The Performance of the CRC Incidence Risk Score in Adenoma Samples

The transformation of normal colorectal tissue to adenomatous tissue and finally to outright malignancy is the typical pathogenic process of CRC (Conteduca et al., 2013; Brenner et al., 2014). We thus also evaluated our score in colorectal adenoma samples at different disease stages.

In the GSE37364 dataset consisting of 13 high-grade and 16 low-grade dysplasia colorectal adenoma samples, the median incidence risk score in the high-grade dysplasia samples was 0.9076, significantly higher than that in the low-grade dysplasia samples (median = 0.8543) (Wilcoxon rank sum test; p = 0.0282). In the GSE8671 dataset, the CRC incidence risk scores in the 10 high-grade dysplasia samples (median = 0.8837) were only slightly higher than those in the 14 low-grade dysplasia samples (median = 0.8663, Wilcoxon rank sum test, p = 0.3517), as shown in Figure 2C and Supplementary Table S4, which may be ascribed to insufficient sample size. Then, we merged samples from the GSE37364 and GSE8671 datasets to further evaluate the performance of our score. For merged data with 23 high-grade and 30 low-grade dysplasia samples, the median CRC incidence risk score of high-grade dysplasia samples was 0.9027, significantly higher than that of low-grade dysplasia samples (median = 0.8565) (Wilcoxon rank sum test; p = 0.0191). The CRC incidence risk scores of the 13 high-grade dysplasia samples from the GSE37364 dataset were also significantly higher than those of the 14 low-grade dysplasia samples from the GSE8671 dataset (Wilcoxon rank sum test; p = 0.0309). Similar results were also obtained for high-grade dysplasia samples from the GSE8671 dataset and low-grade dysplasia samples from the GSE37364 dataset (Wilcoxon rank sum test; p = 0.0895). We also evaluated our score using the GSE10714 dataset consisting of 2 high-grade and 3 low-grade dysplasia colorectal adenoma samples. The median incidence risk score in the high-grade dysplasia samples was 0.9345, also higher than that in the low-grade dysplasia samples (median = 0.8853), as shown in Figure 2D.

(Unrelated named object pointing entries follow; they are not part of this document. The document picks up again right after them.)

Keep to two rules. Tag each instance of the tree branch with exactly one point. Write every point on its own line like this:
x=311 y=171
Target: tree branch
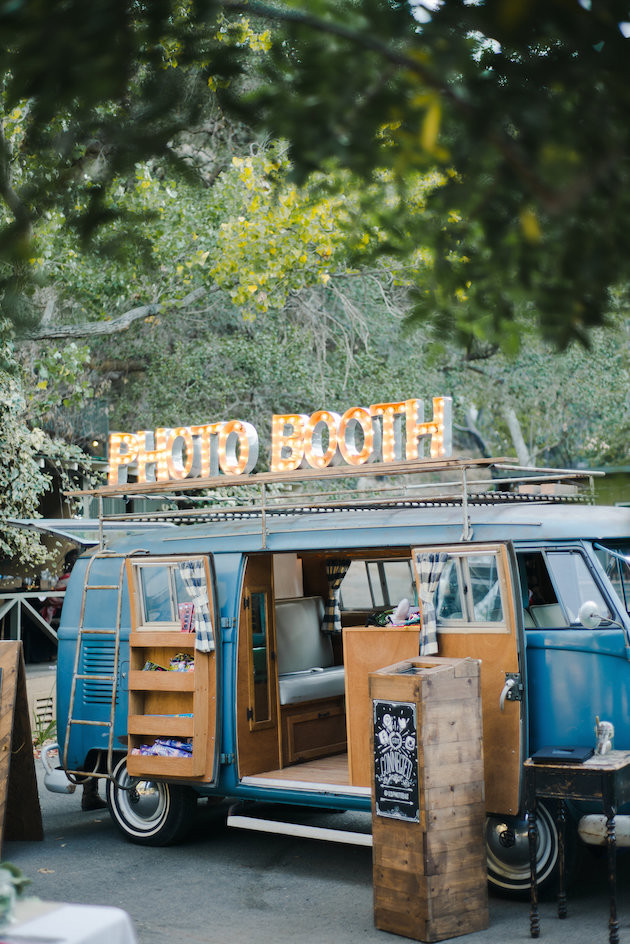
x=554 y=201
x=18 y=209
x=115 y=326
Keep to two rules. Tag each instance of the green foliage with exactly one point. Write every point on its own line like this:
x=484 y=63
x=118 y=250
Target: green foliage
x=521 y=106
x=43 y=731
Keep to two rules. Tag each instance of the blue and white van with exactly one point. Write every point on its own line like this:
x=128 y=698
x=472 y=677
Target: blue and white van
x=269 y=701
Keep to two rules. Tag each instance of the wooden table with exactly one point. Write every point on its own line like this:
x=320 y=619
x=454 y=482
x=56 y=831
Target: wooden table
x=604 y=778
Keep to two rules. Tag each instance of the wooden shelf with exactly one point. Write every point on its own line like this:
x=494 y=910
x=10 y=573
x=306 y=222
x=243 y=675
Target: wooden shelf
x=150 y=681
x=160 y=726
x=139 y=765
x=156 y=699
x=166 y=637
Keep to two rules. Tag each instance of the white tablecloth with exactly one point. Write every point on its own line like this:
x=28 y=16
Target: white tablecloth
x=69 y=924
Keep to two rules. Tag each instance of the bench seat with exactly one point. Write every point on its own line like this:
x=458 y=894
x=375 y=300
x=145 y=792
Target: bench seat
x=304 y=654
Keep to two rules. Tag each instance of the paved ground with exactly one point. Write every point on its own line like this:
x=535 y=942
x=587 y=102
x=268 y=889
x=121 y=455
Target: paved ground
x=234 y=886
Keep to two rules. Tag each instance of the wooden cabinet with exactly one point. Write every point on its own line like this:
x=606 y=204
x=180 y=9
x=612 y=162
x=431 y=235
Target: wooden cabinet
x=366 y=649
x=313 y=729
x=168 y=704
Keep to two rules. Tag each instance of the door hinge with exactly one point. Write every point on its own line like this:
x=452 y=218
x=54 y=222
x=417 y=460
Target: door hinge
x=512 y=690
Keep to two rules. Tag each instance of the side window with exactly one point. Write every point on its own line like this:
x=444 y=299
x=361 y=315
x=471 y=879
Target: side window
x=161 y=587
x=555 y=584
x=464 y=587
x=575 y=583
x=377 y=584
x=616 y=563
x=155 y=594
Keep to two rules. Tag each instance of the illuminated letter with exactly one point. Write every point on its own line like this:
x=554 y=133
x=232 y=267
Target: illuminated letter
x=206 y=461
x=178 y=437
x=119 y=462
x=152 y=452
x=287 y=441
x=313 y=444
x=439 y=429
x=392 y=429
x=347 y=436
x=243 y=434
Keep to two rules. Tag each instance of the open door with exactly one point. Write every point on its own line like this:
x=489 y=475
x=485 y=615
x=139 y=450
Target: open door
x=472 y=589
x=257 y=686
x=173 y=720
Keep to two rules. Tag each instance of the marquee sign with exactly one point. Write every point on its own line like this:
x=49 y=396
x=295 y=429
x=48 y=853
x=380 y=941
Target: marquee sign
x=383 y=432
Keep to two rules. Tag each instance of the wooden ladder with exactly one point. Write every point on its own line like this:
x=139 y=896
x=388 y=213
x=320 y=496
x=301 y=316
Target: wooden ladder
x=84 y=676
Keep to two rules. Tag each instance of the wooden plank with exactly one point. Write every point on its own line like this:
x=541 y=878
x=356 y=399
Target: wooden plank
x=451 y=752
x=140 y=681
x=20 y=812
x=160 y=725
x=469 y=773
x=471 y=855
x=162 y=638
x=167 y=768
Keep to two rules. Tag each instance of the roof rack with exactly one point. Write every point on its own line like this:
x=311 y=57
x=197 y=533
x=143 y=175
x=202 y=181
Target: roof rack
x=396 y=485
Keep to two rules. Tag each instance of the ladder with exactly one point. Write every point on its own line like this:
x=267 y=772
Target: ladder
x=77 y=776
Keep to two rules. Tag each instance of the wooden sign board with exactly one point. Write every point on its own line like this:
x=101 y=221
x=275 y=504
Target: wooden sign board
x=20 y=812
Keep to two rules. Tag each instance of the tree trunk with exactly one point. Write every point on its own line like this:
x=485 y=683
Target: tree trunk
x=516 y=434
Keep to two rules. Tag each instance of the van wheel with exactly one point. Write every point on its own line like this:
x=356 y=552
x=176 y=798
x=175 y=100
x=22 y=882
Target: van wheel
x=507 y=847
x=149 y=812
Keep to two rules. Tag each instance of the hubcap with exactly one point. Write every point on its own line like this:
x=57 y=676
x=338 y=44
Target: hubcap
x=144 y=806
x=507 y=845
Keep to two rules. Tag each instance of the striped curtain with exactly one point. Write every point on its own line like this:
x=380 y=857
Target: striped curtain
x=193 y=574
x=429 y=568
x=336 y=570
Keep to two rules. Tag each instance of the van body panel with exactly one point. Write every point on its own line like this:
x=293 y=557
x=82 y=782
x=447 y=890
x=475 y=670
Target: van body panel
x=569 y=675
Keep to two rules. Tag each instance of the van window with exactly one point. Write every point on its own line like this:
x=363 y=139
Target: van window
x=616 y=563
x=469 y=591
x=161 y=589
x=575 y=583
x=377 y=584
x=555 y=584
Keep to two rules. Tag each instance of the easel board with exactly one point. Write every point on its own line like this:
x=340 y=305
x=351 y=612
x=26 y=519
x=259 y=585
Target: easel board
x=20 y=812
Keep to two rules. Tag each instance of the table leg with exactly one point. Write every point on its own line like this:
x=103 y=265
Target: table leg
x=561 y=821
x=532 y=835
x=611 y=847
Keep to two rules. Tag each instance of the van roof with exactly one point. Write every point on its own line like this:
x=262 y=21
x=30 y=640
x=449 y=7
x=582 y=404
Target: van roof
x=398 y=524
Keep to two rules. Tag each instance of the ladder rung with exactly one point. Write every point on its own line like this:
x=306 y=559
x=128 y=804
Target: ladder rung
x=100 y=724
x=96 y=678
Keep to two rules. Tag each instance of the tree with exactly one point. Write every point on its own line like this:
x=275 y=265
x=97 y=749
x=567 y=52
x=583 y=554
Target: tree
x=522 y=107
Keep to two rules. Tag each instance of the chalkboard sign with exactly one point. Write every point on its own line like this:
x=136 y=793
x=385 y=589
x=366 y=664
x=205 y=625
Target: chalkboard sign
x=396 y=760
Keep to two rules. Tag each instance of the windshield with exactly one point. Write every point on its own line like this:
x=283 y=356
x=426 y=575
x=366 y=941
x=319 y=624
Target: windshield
x=615 y=559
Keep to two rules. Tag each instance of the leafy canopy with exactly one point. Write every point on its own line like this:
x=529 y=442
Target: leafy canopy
x=522 y=106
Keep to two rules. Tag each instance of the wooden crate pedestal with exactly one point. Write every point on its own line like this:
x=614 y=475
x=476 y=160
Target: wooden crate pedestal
x=428 y=811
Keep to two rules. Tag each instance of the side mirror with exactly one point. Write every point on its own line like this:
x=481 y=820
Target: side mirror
x=589 y=615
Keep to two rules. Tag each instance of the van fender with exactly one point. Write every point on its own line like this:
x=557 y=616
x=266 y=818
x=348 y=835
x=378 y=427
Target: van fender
x=592 y=830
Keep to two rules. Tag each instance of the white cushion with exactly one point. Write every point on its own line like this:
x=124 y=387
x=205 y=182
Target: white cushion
x=300 y=644
x=306 y=686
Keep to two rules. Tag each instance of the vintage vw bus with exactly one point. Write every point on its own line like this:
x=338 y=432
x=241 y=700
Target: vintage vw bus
x=269 y=699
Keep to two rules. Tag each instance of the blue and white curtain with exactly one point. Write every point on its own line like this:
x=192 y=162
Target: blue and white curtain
x=336 y=570
x=429 y=568
x=193 y=574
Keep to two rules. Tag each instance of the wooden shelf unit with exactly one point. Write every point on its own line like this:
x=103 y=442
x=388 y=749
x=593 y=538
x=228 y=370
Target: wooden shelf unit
x=157 y=698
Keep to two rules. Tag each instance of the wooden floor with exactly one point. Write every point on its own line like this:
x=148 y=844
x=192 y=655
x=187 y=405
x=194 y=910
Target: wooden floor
x=325 y=770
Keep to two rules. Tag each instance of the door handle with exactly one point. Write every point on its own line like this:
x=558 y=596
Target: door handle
x=512 y=690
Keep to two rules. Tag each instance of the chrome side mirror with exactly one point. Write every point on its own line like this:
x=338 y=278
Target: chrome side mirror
x=589 y=615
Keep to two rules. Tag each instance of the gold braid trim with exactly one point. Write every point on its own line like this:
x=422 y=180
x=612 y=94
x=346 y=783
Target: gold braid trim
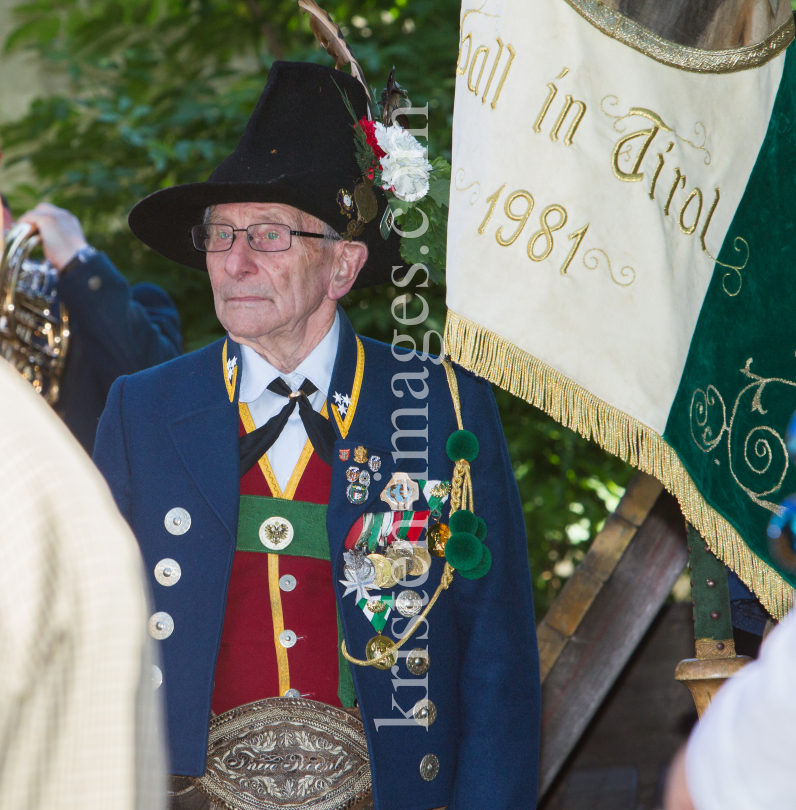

Our aforementioned results further demonstrated that our score could well predict the incidence risk of CRC in non-cancer patients with precancerous lesions and that it was applicable to samples from different sources.

Discussion

CRC mainly develops from malignant transformation of acquired precancerous lesions, such as IBD and colorectal adenomas. Based on the qualitative transcriptional characteristics, we developed a signature to assess the incidence risk of precancerous colorectal lesions to CRC by calculating the percentage of gene pairs in our signature that characterized the CRC tissue. For non-cancer patients with precancerous colorectal lesions, such as UC and adenomas, at different stages in the disease course and using data from multiple datasets, our score was well verified. Moreover, we also found that the CRC incidence risk scores of pan-colitis samples were higher than those of left-sided colitis samples, as was previously reported (Fujita et al., 2018).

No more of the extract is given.